AIA DESIGN THEORY-August 2010
Edited by Rebecca Falzano
Photography Trent Bell
Architect Carol De Tine shows us how adding inward can be better than adding on.
It’s a classic case of less is more. With the rise of energy-efficient homes and a design community that’s more sustainably conscious than ever, we realize how much energy older, bigger homes can hog. According to architect Carol De Tine, “We’ve been so afraid to build smaller, and now we find ourselves with big houses full of underutilized and sometimes soulless spaces.” Below, De Tine shares with us how she goes about designing smaller, smart spaces.
Q: How do you maximize space in design?
A: How we deal creatively with these structures has led me to the idea of adding inward. A client came to me with a program that included the addition of a mudroom. The house is already quite large and has a generous two-car garage. It occurred to me that as we trade in our SUVs for Priuses and maybe even downsize to a single car, we don’t need so much garage space. My solution was not to build an addition, but to instead, reduce the width of the garage door and take some of the garage space for the mudroom and entry.
Q: What are the advantages for the homeowner?

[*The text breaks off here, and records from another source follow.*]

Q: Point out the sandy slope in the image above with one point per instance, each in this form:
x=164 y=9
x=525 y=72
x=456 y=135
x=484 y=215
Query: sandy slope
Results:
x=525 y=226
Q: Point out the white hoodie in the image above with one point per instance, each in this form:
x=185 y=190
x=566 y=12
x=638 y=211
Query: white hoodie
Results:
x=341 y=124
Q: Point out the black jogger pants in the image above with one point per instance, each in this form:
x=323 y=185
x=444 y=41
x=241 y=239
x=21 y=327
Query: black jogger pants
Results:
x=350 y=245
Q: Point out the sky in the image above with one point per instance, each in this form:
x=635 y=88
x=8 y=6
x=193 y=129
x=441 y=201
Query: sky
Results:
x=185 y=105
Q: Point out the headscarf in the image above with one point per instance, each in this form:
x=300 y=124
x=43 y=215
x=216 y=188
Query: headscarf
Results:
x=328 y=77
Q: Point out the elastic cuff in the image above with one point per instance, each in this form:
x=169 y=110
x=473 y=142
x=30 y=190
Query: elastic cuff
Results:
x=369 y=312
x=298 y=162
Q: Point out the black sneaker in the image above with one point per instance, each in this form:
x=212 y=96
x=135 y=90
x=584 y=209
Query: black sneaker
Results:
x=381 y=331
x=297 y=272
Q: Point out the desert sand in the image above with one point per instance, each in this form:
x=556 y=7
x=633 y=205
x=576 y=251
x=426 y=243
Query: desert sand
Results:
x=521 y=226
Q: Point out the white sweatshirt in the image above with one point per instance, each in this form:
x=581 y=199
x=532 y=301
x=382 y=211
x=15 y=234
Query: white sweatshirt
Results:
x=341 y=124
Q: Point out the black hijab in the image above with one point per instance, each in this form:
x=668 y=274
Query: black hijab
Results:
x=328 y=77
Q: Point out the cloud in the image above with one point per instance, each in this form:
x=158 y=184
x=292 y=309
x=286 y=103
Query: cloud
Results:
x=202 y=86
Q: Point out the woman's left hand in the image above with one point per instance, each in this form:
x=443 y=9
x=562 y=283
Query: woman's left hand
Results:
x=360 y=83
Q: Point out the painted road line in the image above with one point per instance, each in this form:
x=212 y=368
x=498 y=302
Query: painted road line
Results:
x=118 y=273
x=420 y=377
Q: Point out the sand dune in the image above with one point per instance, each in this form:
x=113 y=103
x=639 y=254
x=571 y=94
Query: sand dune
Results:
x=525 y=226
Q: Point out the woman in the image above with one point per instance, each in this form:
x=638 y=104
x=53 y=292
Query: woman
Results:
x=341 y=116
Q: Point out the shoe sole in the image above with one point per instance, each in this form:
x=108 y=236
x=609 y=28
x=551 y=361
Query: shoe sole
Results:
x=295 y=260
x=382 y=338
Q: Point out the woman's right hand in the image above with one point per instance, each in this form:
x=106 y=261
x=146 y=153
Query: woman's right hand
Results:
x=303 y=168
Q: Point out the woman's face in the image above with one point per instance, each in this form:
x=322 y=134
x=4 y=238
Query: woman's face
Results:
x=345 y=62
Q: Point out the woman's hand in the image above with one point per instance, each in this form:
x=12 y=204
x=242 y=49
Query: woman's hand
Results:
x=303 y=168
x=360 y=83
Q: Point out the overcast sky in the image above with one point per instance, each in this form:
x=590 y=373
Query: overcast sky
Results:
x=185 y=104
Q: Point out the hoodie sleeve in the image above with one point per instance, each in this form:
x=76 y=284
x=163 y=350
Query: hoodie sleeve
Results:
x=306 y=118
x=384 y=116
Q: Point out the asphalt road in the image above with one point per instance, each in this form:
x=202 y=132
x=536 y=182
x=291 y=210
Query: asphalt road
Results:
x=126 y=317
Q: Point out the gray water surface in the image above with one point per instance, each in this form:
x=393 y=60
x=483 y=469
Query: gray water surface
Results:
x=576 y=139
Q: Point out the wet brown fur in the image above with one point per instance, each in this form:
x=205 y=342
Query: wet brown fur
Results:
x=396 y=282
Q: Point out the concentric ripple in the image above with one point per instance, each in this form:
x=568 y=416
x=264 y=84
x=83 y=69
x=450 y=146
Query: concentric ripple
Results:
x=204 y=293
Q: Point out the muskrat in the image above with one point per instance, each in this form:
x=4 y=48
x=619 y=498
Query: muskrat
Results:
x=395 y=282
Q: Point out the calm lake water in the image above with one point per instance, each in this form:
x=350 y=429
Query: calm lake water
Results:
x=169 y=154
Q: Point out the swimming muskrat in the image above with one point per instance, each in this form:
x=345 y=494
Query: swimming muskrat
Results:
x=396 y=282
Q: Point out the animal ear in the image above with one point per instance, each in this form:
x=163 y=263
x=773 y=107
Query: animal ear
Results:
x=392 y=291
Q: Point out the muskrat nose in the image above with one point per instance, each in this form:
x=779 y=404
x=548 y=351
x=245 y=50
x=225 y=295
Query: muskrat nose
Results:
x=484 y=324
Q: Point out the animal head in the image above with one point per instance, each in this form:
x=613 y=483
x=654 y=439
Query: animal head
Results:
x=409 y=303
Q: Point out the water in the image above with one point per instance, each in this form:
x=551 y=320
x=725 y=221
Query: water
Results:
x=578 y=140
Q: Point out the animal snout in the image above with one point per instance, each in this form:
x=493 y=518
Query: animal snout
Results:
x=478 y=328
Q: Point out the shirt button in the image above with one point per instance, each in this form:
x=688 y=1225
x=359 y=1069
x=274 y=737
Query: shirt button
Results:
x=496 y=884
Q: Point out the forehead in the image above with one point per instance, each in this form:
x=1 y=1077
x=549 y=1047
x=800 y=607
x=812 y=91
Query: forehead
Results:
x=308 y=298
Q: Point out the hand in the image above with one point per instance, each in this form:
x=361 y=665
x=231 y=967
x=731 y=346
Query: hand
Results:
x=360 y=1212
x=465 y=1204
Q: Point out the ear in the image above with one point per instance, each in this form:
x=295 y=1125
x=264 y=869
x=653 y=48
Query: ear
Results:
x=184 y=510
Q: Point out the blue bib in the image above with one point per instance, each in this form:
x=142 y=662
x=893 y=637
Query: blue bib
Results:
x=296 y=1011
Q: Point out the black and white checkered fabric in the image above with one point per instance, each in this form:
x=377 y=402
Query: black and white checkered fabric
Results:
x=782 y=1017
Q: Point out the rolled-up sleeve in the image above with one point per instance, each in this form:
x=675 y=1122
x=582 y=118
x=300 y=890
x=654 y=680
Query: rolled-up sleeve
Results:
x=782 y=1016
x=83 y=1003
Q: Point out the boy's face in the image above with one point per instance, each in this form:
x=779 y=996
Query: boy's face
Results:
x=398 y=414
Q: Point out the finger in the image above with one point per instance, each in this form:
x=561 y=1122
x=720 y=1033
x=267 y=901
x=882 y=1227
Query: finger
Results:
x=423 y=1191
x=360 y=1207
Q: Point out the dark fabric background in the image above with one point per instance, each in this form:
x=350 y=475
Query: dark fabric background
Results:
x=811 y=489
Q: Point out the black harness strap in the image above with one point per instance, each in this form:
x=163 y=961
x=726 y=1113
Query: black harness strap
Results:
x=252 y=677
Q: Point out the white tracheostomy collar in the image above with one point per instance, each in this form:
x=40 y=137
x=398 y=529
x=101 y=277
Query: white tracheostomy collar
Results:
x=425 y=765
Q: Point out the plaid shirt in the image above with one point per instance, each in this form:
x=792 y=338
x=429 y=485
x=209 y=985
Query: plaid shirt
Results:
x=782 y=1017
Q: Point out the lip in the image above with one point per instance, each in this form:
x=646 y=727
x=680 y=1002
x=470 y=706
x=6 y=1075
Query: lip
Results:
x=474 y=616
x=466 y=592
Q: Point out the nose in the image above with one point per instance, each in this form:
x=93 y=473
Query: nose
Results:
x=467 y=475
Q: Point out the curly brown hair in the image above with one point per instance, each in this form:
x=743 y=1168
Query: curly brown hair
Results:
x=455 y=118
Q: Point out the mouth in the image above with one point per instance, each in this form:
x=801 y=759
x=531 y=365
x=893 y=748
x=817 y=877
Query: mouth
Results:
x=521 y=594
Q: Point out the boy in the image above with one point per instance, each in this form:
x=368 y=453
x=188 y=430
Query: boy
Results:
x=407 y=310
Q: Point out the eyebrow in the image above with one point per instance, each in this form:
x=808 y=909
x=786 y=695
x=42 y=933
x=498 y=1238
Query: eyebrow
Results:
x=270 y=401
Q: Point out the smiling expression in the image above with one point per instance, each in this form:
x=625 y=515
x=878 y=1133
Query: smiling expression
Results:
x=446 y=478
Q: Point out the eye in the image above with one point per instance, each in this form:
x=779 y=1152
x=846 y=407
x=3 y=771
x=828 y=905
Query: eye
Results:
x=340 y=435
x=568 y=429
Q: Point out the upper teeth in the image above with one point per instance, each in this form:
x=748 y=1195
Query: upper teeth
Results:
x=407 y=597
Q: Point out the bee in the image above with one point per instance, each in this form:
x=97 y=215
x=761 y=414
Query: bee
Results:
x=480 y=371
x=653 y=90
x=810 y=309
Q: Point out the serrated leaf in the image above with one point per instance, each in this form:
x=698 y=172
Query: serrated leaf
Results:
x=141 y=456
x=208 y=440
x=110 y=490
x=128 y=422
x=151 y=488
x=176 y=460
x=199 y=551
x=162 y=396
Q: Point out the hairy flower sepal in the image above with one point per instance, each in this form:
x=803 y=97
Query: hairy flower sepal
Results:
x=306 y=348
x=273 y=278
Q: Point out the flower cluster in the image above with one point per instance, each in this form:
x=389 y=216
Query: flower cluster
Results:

A: It’s economical. We don’t have to build a foundation, exterior walls, and a roof. We haven’t taken away any yard space. We’ve gained an air-lock entry and lots of built-in storage in a place where junk used to accumulate. We’ve also improved the approach to the house by reducing the visual impact of the garage door and making hay with the new entry. Now, not everyone is ready to give up their garage, but we have to consider these things. My office space is similar. We converted a garage that was originally a stable and had also taken turns as a squash court and a lobsterman’s workshop. We reduced our yard storage to two closets on either side of the stable doors, created a vestibule with a modern steel and glass wall that allows light deep into the office, and raised the floor in the office area so you can see out of the old horse stall windows. It’s the best utilization of the space since the horses lived here.
For other projects, I am applying the notion of adding inward to the ceiling plane. In one case, the living space is two stories high with a cathedral ceiling. The proportion is awkward and arbitrary, and there isn’t much insulation in the roof. We are framing a vaulted ceiling below the existing rafters. It improves the character of the space, lessens the heated volume, and provides ample space for improving the roof insulation. Another home has roof trusses that provide plenty of room for insulation everywhere except where the trusses sit on the outside walls. In that case, we are creating a tray ceiling. Insulation at the new angled framing at the edges of the ceiling will eliminate the weakest point in the thermal envelope.
Sometimes “open plan” living is really “no plan” living: lots of space and no place to go. In those cases, adding inward means introducing space-defining elements. Cabinets, closets, bookshelves, built-in seats can all be used to create edges in an otherwise ambiguous space. It’s like pulling a shawl around your shoulders—everything becomes more warm, comfortable, and personal.